Twenty-eight premature babies were evacuated from Al-Shifa to Egypt on Monday.

The Indonesian Hospital sits on the fringe of Gaza’s largest refugee camp Jabalia, which has become a new focus for the war and has been the scene of intense Israeli bombing in recent days.

The health ministry official stated there still were about 400 patients inside the hospital, as well as 2,000 people seeking shelter.

Around 200 people were evacuated from the hospital on Monday and bused to the relative safety of a hospital in Khan Yunis in southern Gaza.

At the Al-Nasser Hospital in Khan Yunis, an AFP reporter witnessed bloodied children being carried into the facility and lying dazed on gurneys as chaos swirled around them.

“We miraculously got out,” said one man who said he escaped the Indonesian Hospital. “We still have brothers there. I just can’t…” he said, his voice trailing off.

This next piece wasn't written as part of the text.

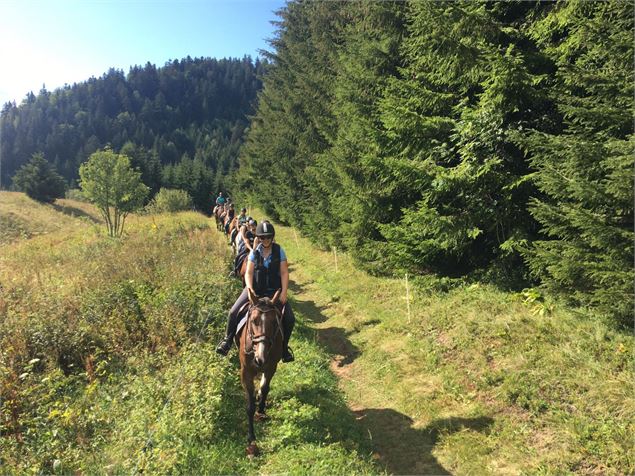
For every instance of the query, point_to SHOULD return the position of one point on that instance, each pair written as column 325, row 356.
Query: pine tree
column 585, row 171
column 462, row 184
column 39, row 180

Israel says Hamas uses medical facilities to hide fighters and as the base for operations, making them legitimate military objectives — while insisting it does everything possible to limit harm to civilians.

But a fierce international backlash has only grown in recent weeks, with protests erupting across the world, international agencies laying allegations of war crimes and some governments breaking diplomatic ties with Israel.

The World Health Organization said it was “appalled” by Monday’s strike on the Indonesian Hospital and reported it was just one of 164 documented attacks on health facilities and workers since the war began.

“The world cannot stand silent while these hospitals, which should be safe havens, are transformed into scenes of death, devastation, and despair,” the organization said in a statement.

The Indonesian Hospital was opened almost a decade ago, and was funded by donations from Indonesia — the world’s most populous Muslim-majority nation.

Indonesia’s Foreign Minister Retno Marsudi on Monday “strongly condemned the Israeli attack” on the hospital and described it a “clear violation of international humanitarian law.”

Marsudi added that the ministry had not been able to contact three Indonesian volunteers believed to have been working at the hospital.